There are still a couple of things for me to do: add another 120mm fan at the base of the case, swap the 230mm Cooler Mater fan in the side of the case with 4x 120mm fans to give better airflow to GPU 1, and install a Thermaltake multi fan controller in a 5.25" slot so that I can dial the fans down when I am working.
Recommendations
Note I am just recommending Intel rather than AMD as I have no experience with AMD, and only Intel platforms I am familiar with :-)

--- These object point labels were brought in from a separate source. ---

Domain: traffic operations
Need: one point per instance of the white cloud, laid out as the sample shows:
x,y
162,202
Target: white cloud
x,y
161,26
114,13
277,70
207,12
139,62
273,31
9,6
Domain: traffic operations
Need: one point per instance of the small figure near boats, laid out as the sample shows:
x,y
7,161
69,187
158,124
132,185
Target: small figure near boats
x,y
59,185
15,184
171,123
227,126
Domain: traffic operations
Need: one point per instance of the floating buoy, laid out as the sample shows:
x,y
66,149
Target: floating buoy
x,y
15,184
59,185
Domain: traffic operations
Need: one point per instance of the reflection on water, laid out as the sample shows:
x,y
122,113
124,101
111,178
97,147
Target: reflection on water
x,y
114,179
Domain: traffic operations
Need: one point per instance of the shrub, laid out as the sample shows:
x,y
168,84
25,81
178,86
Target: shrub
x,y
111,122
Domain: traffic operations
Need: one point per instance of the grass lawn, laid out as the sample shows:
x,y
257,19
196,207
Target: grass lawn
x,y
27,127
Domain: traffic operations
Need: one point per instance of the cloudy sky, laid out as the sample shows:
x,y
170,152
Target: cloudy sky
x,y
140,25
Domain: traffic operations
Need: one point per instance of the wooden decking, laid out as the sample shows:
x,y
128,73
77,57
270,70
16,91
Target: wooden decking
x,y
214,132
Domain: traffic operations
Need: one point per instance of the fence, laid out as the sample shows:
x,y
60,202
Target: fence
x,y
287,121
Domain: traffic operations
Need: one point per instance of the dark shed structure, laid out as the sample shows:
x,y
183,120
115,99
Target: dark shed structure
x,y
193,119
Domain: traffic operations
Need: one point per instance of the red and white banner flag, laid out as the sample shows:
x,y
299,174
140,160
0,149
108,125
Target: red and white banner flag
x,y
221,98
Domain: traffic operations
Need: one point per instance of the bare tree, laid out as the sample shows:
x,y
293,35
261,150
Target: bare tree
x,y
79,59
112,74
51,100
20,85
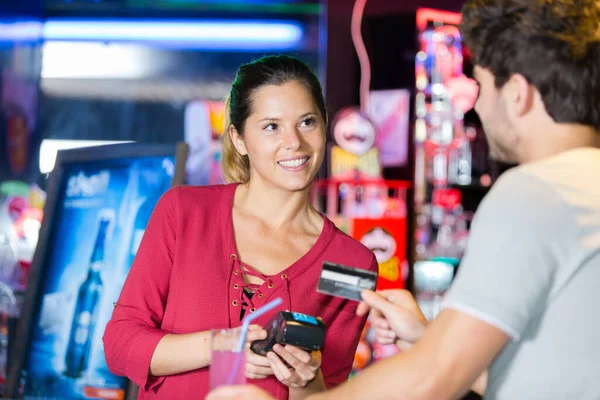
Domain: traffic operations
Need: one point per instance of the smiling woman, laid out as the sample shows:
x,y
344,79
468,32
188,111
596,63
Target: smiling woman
x,y
213,254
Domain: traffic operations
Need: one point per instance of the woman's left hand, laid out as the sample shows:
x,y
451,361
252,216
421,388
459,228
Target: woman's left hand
x,y
304,366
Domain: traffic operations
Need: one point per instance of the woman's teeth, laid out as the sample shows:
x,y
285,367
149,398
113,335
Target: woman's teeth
x,y
293,163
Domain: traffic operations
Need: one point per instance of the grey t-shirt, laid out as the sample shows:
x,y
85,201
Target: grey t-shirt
x,y
532,269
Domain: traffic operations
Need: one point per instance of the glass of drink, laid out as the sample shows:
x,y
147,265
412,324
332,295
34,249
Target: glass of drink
x,y
228,366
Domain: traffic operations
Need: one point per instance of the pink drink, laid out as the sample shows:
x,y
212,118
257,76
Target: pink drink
x,y
222,370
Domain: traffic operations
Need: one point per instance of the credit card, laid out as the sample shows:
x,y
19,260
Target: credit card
x,y
346,282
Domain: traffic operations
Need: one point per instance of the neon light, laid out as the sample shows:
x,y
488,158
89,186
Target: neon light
x,y
205,34
20,31
425,15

I’m new to deep learning and on a budget:
Buy a used machine with an i5 or i7 CPU (check the single thread speed and number of cores here — make sure it’s not a slug, anything over 1500 single thread rating will be fast enough so as not to be annoying)
Make sure the machine has 16GB ram (ideally 32GB) and a >500W PSU (want to have enough supply for your GPU), and that the case is wide enough to fit a GPU (eg get a ‘gamer’ rig). You can get something decent for $500 AUD (<$400 USD) if you look around.

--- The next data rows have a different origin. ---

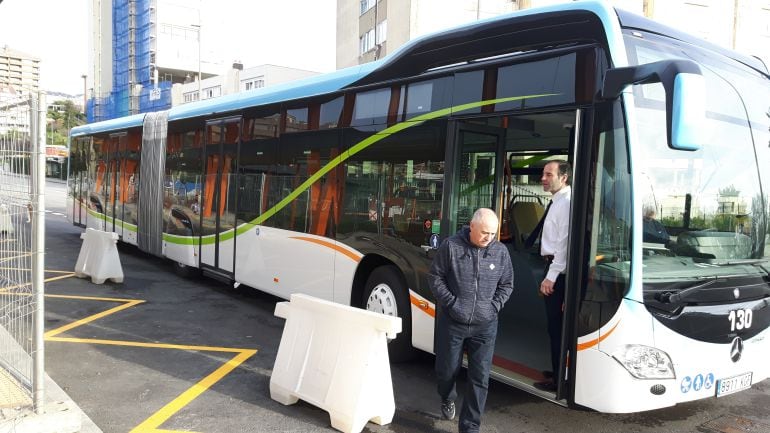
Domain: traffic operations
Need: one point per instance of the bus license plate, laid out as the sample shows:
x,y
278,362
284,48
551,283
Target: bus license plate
x,y
733,384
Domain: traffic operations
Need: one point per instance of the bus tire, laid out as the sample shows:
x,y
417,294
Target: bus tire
x,y
185,271
386,293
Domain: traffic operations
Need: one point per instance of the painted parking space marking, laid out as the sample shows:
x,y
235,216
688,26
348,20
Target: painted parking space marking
x,y
153,423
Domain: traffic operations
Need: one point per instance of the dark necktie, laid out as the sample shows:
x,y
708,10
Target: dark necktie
x,y
538,228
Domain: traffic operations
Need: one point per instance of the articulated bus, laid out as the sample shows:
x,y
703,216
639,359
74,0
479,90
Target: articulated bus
x,y
342,186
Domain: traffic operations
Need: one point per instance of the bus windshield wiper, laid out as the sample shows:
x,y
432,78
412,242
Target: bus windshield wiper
x,y
676,297
731,262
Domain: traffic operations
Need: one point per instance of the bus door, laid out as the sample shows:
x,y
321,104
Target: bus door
x,y
218,203
110,180
522,350
118,159
475,179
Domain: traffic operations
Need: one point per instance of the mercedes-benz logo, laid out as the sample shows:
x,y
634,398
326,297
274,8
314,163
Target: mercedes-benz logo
x,y
736,350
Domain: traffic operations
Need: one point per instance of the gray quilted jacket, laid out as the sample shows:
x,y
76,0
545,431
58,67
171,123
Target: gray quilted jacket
x,y
471,284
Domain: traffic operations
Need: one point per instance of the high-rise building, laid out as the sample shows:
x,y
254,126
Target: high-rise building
x,y
369,29
19,72
139,49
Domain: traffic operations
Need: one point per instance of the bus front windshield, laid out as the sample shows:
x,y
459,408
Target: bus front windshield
x,y
704,211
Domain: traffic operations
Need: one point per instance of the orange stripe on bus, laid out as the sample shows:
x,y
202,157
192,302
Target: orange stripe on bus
x,y
594,342
422,305
331,245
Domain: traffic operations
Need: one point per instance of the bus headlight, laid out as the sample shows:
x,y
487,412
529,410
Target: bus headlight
x,y
645,362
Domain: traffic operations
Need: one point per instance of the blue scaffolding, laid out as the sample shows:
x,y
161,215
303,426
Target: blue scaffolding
x,y
132,58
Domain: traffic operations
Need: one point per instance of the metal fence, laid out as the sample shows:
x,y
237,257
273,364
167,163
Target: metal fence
x,y
22,177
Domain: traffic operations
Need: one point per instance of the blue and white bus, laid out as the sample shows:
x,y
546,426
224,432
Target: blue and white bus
x,y
341,186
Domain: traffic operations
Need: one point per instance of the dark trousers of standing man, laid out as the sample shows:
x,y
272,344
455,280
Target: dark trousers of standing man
x,y
479,342
553,312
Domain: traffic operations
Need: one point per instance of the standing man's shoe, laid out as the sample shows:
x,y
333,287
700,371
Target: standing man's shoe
x,y
547,385
448,409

Buy a new or used GTX 1070/1070ti/1080 if you can afford it. Id recommend one of these over a 1060 if you can, that extra 2GB GPU RAM will allow you to do less tweaking of batch sizes when training.
I want a new really fast machine with one or two GPU’s:
Get a i7–8700K LGA1151 socket CPU or an i7/i9 X series LGA2066 socket. If you can I would (and did) go with the LGA2066 socket as you get more cores and PCIe lanes.
I want a multi-thread, multi GPU rig at a reasonable price:
Go with a used Xeon E5–2670 V1/V2 through E5–2690 V2 based build as documented above. Get some used 1070/1070ti/1080/1080ti’s and either: live with the turbo style noise; buy AIO waterblocked GPU’s with a big enough case to fit the radiators; try to aircool the GPU’s with as many fans as possible (as I have done); or build your own water-cooling loop.
I want a multi-thread, multi GPU rig and I don’t mind spending a fair bit on it:
Get an ASUS Z10PE-D16 WS and a couple of Xeon E5–2690 V4’s (Not the ES ones though), fill those PCIe slots with GTX1080ti’s with water blocks and a custom water-cooling loop.